Duvarları irili ufaklı pek çok fotoğraf süslüyordu. Ya Zübeyde hanımın ailesi ya da pansiyonun müşterileriydi bu insanlar fakat hepsinin yüzündeki gülümseme Gece'nin hınçla homurdanmasına neden oluyordu orası ayrı. Ellerini kotunun cebine sokup büyük salona bir göz attı. Çiçekli rustik perdeler ve otantik oturma gruplarıyla oldukça avrupai bir hava verdiği kesindi. Burası kendi evine nazaran yaşayan, hatta nefes alan bir evdi. Yaşanmışlıklar küçük resim çerçevelerine sığdırılmıştı ve anılar yerdeki halılardan tavandaki kristal avizeye kadar dağılmış durumdaydı. Pencerenin önüne gidip Pars'ın evini gözlediği sıra salona gelen ayak seslerine kulak verdi fakat duymazlıktan gelmeyi sürdürerek eve bakmaya devam etti. Siyah perdeler aralanmıştı aralanmasına ama evin içinde kimseyi göremiyordu bu mesafeden.
"Günaydın Gece hanım..." Zübeyde'nin geldiğini haber vermek için sarfettiği iki kelam Gece'nin gülüncüne gitti. Sahi,ne zaman Gece hanım olmuştu ki?
"Günaydın ve lütfen,sadece Gece."
"Pekâlâ... Kahvaltıya gelmez misiniz,Gece?"
"Kahvaltı..."
"Evet,madem bir süre birlikte yaşayacağız küçük bir kahvaltıyla başlamak güzel olur diye düşündüm." diyen Zübeyde, Gece'nin itiraz etmesine izin vermeden salon kapısına doğru elini uzattı ve Gece'nin geçmesi için kibarlıkla başını salladı. Gece ilk andan sivrilik yapmamak için sahte bir gülümseme eşliğinde masaya geçerken bir yandan da kadını dinliyordu. "Aslına bakarsanız kış bastırmadan hemen önce misafirler kasabadan ayrılır,kış burada biraz sert geçer de... Her neyse ilk andan sıkmayayım sizi,planlı bir tatile benzemiyor haliniz tavrınız kısa bir kaçamak mı yoksa?"

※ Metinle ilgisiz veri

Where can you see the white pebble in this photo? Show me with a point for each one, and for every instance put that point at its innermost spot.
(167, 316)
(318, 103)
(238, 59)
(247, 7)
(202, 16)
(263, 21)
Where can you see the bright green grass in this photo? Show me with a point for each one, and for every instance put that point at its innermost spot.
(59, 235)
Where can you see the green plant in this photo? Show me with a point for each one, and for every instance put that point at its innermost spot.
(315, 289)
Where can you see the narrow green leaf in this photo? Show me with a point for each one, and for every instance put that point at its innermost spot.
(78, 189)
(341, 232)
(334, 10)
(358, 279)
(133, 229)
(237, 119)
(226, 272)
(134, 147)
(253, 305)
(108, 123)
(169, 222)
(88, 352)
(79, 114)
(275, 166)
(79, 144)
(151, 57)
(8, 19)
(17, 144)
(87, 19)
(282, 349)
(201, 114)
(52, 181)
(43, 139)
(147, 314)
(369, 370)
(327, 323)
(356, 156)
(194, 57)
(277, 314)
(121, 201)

"Estiler işte,"dedi Gece henüz tabağına servis edilen hiçbir şeye dokunmamışken.
"Hiçbir şeye elinizi sürmediniz,kahvaltı sevmez misiniz Gece?"
"Bilmem,yani pek kahvaltı alışkanlığım yok." Gece'nin kendi içinde bile cevabını bulamadığı sorulardı bunlar. Hiç sormuş muydu kendine neyi sevip sevmediğini, ya da kendini bu denli önemsemiş miydi acaba? "...siz uzun zamandır burada mı yaşıyorsunuz?"diye sordu dalan gözlerini kırpıştırıp kısa bir soluğun ardına saklanarak.
ŞİMDİ OKUDUĞUN
Sahipsiz Yollar Çıkmazı
Mistério / SuspenseSahipsiz nefeslerin hüküm sürdüğü satırlarındaki yalnızlıktı sesin. Kabul et,çok davetkârdın...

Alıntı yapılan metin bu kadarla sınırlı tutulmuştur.